21/09/2012

Parents Critical Of Plans To Convert Store Into Special Need Class

Plans of new €4.2 million primary school in Co Cork to adapt a storeroom to accommodate special needs children have been rejected by the parents.

The school has just two special-needs classrooms for three special-needs classes.

Marcia Fleming has removed her 10-year-old daughter, Crea, from the autism spectrum disorders unit at Rushbrooke National School in Cobh while another parent, Amy Read, said she was considering sending her nine-year -old son, Callum, elsewhere due to his treatment by the school.

Both children returned to Rushbrooke on September 3rd but, together with a third special-needs child, they have been accommodated in a 30sq m storeroom with just a skylight in the ceiling for light, as no classroom was available.

In a statement, the Department of Education said it had carried out an analysis of children’s educational needs in the Cobh area before sanctioning the new school for Rushbrooke.

The survey had concluded that a new school with 24 mainstream classrooms and two special-needs classrooms would offer sufficient capacity, and the school agreed.

In February, however, the school wrote to say it had enrolled an additional junior-infants class in 2009.

The school said it now had 25 mainstream classes and 15 autism spectrum disorder (ASD) students and asked for an extra classroom to be built.

The department said the initial brief could not be changed because work on the school was too advanced.

It suggested the school retain its prefabs until 2016 to cater for the extra students.

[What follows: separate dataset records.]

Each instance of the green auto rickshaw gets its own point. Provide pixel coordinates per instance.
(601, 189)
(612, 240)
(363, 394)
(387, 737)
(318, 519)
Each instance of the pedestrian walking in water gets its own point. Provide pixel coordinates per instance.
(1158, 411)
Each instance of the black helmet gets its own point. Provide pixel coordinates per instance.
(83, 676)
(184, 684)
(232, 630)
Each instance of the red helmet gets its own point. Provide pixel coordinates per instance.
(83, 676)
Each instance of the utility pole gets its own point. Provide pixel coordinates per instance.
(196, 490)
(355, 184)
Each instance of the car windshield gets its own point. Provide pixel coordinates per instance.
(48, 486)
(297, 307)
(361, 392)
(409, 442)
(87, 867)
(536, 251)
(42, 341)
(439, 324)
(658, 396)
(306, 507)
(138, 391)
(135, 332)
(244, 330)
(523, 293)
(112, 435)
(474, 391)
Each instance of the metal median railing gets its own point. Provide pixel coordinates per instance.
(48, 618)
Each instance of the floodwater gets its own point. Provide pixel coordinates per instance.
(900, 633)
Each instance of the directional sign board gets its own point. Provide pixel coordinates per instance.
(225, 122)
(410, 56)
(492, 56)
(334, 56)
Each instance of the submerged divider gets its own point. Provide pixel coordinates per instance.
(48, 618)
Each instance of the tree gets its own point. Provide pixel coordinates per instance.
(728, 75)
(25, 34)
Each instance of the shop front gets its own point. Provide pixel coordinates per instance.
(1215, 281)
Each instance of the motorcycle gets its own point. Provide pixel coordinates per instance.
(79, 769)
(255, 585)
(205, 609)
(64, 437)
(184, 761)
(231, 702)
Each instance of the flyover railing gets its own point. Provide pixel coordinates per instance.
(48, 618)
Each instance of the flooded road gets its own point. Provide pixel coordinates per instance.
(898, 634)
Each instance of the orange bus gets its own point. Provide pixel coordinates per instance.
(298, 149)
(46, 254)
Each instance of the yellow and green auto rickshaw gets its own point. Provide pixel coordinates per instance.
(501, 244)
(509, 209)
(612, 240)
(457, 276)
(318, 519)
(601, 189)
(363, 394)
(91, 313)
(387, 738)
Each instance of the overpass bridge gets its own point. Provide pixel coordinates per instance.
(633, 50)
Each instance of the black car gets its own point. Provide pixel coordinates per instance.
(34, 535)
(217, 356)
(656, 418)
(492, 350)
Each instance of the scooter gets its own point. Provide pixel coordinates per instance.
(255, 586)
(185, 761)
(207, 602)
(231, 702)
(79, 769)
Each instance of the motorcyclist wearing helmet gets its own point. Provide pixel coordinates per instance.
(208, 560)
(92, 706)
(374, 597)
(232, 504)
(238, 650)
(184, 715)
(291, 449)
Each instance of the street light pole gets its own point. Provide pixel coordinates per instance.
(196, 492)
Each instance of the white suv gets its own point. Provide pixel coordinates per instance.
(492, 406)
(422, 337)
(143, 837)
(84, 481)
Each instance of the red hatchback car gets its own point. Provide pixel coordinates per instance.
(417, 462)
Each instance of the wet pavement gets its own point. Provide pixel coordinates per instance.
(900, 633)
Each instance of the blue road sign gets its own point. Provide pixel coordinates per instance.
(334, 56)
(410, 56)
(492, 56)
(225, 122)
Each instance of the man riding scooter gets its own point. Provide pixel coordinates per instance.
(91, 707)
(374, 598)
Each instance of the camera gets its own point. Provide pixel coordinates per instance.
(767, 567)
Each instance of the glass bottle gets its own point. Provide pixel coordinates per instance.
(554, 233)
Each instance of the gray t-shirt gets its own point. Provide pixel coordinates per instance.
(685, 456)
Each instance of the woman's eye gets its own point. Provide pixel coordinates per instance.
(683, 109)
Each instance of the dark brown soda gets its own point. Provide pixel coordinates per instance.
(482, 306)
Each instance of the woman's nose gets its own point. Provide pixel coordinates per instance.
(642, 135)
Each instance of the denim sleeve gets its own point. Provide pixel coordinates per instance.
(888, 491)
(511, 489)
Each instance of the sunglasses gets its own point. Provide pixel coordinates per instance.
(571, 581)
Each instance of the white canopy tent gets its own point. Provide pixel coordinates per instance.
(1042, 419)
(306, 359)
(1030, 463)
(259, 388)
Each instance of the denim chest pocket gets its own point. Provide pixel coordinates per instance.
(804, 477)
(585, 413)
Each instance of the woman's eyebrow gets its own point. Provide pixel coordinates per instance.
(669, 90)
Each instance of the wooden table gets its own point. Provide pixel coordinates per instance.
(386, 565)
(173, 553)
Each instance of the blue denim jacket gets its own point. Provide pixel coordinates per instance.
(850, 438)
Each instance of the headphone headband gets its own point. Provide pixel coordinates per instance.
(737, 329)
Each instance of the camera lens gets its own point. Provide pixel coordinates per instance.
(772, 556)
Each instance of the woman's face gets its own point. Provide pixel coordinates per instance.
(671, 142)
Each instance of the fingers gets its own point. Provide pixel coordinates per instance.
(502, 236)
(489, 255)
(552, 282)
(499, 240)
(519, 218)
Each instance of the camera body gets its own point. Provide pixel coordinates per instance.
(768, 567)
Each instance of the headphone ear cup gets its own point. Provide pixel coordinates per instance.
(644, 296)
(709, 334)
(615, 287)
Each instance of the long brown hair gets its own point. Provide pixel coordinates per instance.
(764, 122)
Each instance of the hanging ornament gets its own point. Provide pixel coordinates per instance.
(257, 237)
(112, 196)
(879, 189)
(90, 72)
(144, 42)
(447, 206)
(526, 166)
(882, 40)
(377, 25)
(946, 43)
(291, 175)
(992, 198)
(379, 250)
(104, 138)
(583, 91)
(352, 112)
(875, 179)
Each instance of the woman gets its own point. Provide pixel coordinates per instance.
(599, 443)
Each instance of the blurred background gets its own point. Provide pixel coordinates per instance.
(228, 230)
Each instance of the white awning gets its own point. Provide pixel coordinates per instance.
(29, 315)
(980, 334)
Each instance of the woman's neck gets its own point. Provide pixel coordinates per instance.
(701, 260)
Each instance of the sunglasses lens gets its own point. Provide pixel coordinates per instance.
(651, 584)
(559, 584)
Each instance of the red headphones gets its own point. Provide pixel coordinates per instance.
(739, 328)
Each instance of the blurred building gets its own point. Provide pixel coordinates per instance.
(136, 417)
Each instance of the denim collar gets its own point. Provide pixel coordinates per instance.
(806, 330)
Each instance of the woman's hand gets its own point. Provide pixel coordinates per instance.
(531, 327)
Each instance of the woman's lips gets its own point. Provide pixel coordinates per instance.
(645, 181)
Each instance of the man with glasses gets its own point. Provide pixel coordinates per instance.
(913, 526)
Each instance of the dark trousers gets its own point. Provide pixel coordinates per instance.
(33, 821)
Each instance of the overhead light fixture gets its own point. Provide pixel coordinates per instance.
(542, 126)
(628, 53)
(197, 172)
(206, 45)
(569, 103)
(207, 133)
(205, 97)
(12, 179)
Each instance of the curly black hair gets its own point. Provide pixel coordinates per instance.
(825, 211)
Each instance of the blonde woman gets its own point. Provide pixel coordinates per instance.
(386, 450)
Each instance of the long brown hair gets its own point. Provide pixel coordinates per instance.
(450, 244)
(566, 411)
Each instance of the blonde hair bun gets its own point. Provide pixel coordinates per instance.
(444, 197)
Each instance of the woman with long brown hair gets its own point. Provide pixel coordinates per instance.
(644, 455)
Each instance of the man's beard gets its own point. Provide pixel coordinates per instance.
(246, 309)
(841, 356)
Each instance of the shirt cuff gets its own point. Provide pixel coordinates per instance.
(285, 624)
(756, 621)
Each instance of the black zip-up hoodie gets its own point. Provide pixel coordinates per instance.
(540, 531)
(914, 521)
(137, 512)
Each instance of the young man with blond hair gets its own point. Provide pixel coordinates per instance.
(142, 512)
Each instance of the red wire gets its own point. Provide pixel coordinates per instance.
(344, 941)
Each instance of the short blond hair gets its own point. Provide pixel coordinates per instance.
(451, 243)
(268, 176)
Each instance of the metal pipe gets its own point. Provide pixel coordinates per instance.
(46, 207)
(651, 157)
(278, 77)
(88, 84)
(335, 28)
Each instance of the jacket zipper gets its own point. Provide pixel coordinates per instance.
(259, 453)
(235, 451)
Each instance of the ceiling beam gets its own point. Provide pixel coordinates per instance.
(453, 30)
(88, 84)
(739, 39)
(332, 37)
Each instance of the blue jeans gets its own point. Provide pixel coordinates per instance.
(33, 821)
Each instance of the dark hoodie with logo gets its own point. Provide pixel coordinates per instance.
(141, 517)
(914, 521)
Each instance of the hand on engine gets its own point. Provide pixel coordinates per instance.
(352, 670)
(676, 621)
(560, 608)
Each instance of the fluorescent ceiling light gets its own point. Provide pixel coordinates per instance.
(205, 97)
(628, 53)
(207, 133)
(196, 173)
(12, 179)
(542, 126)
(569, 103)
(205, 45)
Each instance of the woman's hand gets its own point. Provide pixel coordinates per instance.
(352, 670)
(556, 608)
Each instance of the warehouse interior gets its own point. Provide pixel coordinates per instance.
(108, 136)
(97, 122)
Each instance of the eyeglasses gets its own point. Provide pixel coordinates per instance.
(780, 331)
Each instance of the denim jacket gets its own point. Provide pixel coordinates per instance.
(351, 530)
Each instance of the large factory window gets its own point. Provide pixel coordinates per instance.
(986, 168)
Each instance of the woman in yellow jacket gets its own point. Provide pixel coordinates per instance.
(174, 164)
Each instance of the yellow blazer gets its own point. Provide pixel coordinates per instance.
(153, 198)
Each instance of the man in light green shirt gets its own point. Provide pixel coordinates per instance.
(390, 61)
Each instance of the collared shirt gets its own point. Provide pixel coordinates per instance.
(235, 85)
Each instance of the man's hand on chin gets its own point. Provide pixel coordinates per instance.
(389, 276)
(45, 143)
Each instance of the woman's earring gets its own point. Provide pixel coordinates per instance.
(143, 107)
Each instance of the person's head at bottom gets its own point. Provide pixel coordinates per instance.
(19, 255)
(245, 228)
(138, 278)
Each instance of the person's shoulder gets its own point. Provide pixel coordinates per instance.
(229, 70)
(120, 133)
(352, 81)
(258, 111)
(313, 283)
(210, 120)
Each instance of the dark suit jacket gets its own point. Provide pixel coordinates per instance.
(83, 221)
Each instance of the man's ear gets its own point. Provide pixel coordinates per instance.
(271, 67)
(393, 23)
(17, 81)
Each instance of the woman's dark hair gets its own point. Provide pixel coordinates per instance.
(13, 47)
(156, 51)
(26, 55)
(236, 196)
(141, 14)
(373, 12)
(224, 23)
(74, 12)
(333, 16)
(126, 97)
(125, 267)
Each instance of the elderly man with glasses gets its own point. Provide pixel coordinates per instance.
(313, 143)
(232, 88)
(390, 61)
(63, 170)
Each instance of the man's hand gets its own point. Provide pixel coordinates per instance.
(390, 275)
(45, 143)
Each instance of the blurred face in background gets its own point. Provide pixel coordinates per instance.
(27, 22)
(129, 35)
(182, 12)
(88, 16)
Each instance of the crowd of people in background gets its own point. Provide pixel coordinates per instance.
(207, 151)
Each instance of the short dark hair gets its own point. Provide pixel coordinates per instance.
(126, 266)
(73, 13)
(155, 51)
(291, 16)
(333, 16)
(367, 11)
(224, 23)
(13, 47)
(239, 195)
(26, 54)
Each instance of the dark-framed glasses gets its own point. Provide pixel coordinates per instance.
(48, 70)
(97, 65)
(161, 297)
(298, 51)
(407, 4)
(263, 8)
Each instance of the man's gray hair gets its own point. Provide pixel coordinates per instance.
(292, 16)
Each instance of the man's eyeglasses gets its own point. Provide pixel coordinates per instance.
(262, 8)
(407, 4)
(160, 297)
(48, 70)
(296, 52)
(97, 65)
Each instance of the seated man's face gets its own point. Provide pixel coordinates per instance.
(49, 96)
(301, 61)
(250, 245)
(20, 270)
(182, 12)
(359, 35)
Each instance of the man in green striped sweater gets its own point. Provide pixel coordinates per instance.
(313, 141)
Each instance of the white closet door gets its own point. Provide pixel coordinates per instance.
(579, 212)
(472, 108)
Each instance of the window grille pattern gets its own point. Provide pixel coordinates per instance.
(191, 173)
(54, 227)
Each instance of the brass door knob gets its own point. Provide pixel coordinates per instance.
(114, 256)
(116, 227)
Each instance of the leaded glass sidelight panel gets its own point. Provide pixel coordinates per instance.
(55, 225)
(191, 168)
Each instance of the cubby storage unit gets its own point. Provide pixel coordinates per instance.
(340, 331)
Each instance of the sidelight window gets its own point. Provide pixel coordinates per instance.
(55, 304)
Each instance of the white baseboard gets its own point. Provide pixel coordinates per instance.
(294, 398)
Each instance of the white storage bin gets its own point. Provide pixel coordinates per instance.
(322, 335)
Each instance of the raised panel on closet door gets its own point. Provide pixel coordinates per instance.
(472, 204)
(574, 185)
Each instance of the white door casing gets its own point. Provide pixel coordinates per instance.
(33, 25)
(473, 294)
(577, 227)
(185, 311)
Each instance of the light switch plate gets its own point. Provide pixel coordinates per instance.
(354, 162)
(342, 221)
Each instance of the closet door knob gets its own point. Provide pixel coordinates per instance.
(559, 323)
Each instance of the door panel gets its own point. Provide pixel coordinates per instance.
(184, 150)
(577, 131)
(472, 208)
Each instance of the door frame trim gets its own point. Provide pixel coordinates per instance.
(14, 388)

However, in March the school informed the department it no longer needed the prefabs and asked to have them removed in June.

The principal at Rushbrooke, Dónal Ó Ciarán, said the decision to opt for conversion rather than use a prefab was based on the desire not to segregate the three children by isolating them in a stand-alone prefab, but rather to accommodate them within the ASD unit.

This would ensure they were close to all facilities for children with special needs, including a sensory room, time-out rooms, soft playground and enclosed area. The room offered more space for each child than the prefabs would, Mr Ó Ciaráin added.